Question of independence

Garland has been a judge on the D.C Circuit U.S. Court of Appeals since 1997 and served as the chief judge on the court, considered the most important except the Supreme Court, from 2013 until 2020.

The 68-year-old, if confirmed, will lead the Department of Justice, which will be crucial to Biden’s agenda for criminal justice reform. Biden has also said that he hopes that, by choosing Garland, he will be able to demonstrate a contrast from President Donald Trump’s use of the department for self-serving aims.

“We need to restore the honor, the integrity, the independence of the DOJ of this nation that has been so badly damaged,” Biden said during a January speech introducing Garland.

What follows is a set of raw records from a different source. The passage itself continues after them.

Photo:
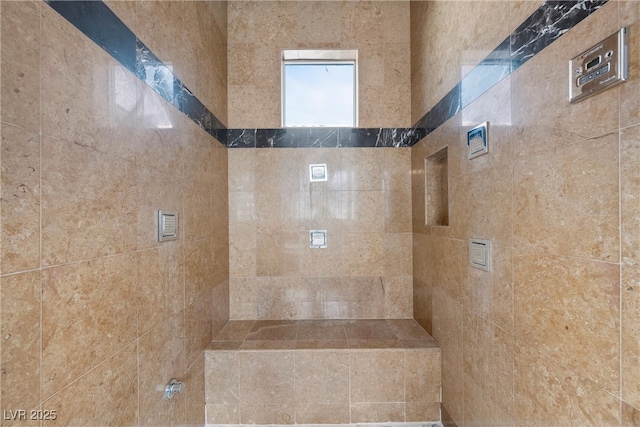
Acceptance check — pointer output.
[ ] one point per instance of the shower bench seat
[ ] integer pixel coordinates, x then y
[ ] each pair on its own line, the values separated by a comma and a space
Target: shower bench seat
322, 372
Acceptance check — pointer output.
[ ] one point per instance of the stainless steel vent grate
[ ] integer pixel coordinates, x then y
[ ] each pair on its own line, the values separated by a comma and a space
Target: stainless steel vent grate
167, 226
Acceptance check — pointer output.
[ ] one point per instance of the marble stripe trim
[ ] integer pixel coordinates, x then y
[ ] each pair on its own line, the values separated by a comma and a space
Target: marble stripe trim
545, 25
103, 27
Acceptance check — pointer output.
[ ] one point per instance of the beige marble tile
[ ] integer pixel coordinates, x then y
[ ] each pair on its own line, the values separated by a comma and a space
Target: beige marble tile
377, 412
630, 289
322, 413
197, 269
482, 409
353, 297
448, 317
114, 384
21, 64
398, 250
268, 345
242, 255
242, 169
491, 293
222, 371
159, 286
197, 199
90, 307
364, 211
422, 305
282, 254
422, 376
629, 16
220, 306
242, 111
490, 205
539, 93
223, 414
630, 416
86, 212
368, 329
273, 330
225, 345
21, 328
158, 134
452, 389
488, 360
359, 21
321, 330
322, 344
398, 293
234, 330
388, 383
361, 170
324, 27
242, 299
420, 411
576, 192
629, 199
196, 38
195, 394
198, 327
77, 103
408, 329
156, 191
267, 414
577, 309
259, 390
288, 298
546, 392
322, 377
363, 254
242, 212
161, 357
21, 198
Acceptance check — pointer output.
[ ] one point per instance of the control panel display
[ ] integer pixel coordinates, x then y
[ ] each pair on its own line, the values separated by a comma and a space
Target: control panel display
600, 67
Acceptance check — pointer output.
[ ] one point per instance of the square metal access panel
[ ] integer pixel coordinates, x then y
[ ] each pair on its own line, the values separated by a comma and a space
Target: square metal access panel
167, 225
600, 67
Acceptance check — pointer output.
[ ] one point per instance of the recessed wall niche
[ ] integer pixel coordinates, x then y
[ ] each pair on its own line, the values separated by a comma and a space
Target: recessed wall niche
436, 197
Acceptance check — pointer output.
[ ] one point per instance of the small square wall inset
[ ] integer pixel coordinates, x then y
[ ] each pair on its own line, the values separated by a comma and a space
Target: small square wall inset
480, 253
317, 172
318, 239
167, 226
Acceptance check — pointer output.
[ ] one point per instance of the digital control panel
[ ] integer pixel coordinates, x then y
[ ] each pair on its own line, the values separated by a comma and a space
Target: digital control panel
599, 67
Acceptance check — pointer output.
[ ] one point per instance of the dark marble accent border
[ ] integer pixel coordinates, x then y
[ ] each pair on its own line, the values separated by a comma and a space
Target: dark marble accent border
323, 137
550, 21
553, 19
102, 26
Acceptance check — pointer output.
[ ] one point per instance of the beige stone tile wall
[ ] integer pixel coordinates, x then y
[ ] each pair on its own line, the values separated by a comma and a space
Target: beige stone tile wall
259, 30
385, 371
365, 272
96, 315
549, 336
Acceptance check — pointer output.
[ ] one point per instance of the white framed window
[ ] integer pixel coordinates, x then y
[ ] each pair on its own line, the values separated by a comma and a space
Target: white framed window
320, 88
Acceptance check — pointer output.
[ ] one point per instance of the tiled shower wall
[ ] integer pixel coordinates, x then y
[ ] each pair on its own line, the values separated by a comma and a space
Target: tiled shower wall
365, 272
550, 336
259, 30
96, 315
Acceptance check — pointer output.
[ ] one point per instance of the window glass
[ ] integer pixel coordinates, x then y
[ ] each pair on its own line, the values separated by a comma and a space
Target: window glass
319, 88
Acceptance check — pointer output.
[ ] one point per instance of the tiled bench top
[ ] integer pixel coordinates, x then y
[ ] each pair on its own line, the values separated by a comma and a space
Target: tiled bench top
322, 334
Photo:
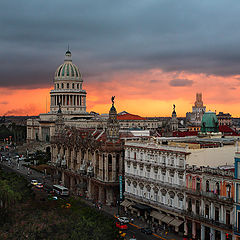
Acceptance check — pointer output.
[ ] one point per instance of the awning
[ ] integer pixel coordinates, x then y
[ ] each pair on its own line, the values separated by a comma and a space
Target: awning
126, 203
157, 215
141, 206
176, 222
167, 219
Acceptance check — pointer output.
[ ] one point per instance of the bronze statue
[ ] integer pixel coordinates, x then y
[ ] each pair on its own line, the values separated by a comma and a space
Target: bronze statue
59, 109
113, 97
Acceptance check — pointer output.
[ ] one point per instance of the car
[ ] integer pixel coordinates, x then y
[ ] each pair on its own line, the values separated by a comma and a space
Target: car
121, 226
39, 185
147, 231
51, 197
123, 219
34, 182
22, 158
48, 189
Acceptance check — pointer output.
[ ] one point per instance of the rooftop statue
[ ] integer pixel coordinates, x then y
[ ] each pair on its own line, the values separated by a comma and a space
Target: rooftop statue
113, 97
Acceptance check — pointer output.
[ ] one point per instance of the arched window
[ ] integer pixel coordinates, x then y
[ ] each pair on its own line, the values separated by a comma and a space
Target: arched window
228, 191
190, 205
217, 188
207, 186
198, 187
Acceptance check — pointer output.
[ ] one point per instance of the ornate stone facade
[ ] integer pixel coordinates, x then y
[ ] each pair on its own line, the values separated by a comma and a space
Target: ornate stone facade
88, 162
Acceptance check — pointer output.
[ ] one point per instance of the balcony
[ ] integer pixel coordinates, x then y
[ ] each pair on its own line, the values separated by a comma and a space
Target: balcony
207, 220
157, 181
217, 197
151, 202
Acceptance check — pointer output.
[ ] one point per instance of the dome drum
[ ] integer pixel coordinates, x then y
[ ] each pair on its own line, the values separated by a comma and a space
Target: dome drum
68, 89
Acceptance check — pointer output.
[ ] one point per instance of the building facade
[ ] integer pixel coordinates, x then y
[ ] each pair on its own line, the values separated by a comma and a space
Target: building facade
162, 188
209, 203
154, 183
89, 161
237, 196
195, 117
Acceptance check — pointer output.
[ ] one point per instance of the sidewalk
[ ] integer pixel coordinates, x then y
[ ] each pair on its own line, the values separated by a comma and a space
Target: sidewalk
137, 223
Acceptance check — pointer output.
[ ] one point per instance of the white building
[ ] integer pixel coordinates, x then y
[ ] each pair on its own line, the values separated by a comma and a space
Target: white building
154, 183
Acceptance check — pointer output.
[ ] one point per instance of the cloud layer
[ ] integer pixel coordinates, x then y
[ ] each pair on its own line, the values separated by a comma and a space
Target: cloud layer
190, 44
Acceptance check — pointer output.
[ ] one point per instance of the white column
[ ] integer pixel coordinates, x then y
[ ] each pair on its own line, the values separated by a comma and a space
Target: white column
212, 234
223, 236
202, 232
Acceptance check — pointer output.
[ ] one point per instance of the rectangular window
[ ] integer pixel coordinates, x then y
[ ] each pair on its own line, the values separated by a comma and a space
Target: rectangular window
228, 217
238, 169
238, 193
216, 214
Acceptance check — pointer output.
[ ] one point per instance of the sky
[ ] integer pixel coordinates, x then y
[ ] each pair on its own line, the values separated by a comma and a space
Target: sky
150, 54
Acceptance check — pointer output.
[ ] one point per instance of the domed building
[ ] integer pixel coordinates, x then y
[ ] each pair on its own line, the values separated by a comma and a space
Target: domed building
68, 108
68, 90
209, 122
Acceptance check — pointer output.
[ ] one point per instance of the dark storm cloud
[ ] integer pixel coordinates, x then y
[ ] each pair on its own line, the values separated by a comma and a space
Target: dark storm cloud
105, 36
180, 83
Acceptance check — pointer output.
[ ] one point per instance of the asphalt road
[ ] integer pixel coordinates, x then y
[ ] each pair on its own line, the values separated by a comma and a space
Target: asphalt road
20, 169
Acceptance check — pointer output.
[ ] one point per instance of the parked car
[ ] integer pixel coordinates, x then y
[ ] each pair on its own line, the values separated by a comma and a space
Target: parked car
34, 182
39, 185
123, 219
48, 189
121, 226
51, 197
22, 158
147, 231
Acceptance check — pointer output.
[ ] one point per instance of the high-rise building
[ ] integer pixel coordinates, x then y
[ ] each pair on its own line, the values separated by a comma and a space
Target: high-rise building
195, 117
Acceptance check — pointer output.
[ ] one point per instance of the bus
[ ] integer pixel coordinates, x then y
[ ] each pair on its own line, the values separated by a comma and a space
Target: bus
60, 190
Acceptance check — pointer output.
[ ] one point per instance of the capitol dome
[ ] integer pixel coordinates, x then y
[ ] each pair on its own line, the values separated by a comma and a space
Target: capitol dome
209, 122
67, 70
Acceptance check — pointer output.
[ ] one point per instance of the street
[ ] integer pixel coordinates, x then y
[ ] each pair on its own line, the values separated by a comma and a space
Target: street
108, 211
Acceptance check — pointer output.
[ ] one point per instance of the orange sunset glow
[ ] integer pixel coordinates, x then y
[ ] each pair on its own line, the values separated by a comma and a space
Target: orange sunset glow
147, 94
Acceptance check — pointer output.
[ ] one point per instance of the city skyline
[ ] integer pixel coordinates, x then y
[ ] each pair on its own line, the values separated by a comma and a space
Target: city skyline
150, 55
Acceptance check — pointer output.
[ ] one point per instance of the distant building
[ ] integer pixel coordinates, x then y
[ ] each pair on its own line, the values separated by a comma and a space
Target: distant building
195, 117
224, 119
163, 186
209, 123
69, 93
89, 161
237, 196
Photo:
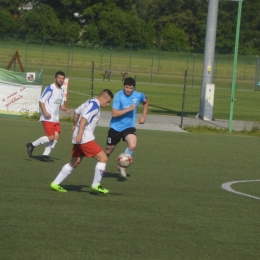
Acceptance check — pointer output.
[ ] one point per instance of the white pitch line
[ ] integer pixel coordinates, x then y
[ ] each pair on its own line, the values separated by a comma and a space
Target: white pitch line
227, 186
79, 93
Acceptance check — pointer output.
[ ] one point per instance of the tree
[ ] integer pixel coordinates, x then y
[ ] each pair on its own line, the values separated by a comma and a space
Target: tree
7, 22
43, 21
174, 38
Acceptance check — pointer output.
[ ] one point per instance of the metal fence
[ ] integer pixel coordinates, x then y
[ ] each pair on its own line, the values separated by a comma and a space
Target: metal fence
159, 74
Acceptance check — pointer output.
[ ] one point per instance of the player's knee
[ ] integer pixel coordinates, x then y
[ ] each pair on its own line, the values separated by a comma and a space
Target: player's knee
132, 147
51, 138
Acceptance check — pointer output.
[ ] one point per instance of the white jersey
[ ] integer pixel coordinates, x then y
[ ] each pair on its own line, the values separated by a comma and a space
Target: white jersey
53, 98
91, 111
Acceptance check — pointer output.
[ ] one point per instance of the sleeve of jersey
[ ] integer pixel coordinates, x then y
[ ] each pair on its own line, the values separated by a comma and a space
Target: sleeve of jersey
63, 98
116, 102
90, 111
143, 98
80, 109
46, 94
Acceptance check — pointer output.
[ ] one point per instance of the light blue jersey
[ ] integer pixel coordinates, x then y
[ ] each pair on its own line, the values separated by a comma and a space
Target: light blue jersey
122, 101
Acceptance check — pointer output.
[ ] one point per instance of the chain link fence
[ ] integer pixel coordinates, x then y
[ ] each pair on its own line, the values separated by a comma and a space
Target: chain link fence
159, 74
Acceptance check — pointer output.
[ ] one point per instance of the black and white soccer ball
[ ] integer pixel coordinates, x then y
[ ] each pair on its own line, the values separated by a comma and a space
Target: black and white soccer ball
124, 160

“I want to be clear to those who lead this department who you will serve: You won’t work for me. You are not the president’s or the vice president’s lawyer,” Biden added. “Your loyalty is not to me. It’s to the law, the Constitution, the people of this nation.”

Trump’s four-year tenure was marked by controversy in the Justice Department.

His first attorney general, Jeff Sessions, was ultimately forced to resign in 2018 after Trump attacked him for months over his decision to recuse himself from former special counsel Robert Mueller’s Russia probe.

William Barr, Trump’s final attorney general, was accused of tampering in the prosecutions of Trump allies Roger Stone and Michael Flynn, and of issuing misleading statements related to Mueller’s final report.

Garland has pledged to maintain his independence.

“The essence of the rule of law is that like cases are treated alike: That there not be one rule for Democrats and another for Republicans, one rule for friends, another for foes, one rule for the powerful, and another for the powerless,” he said last month.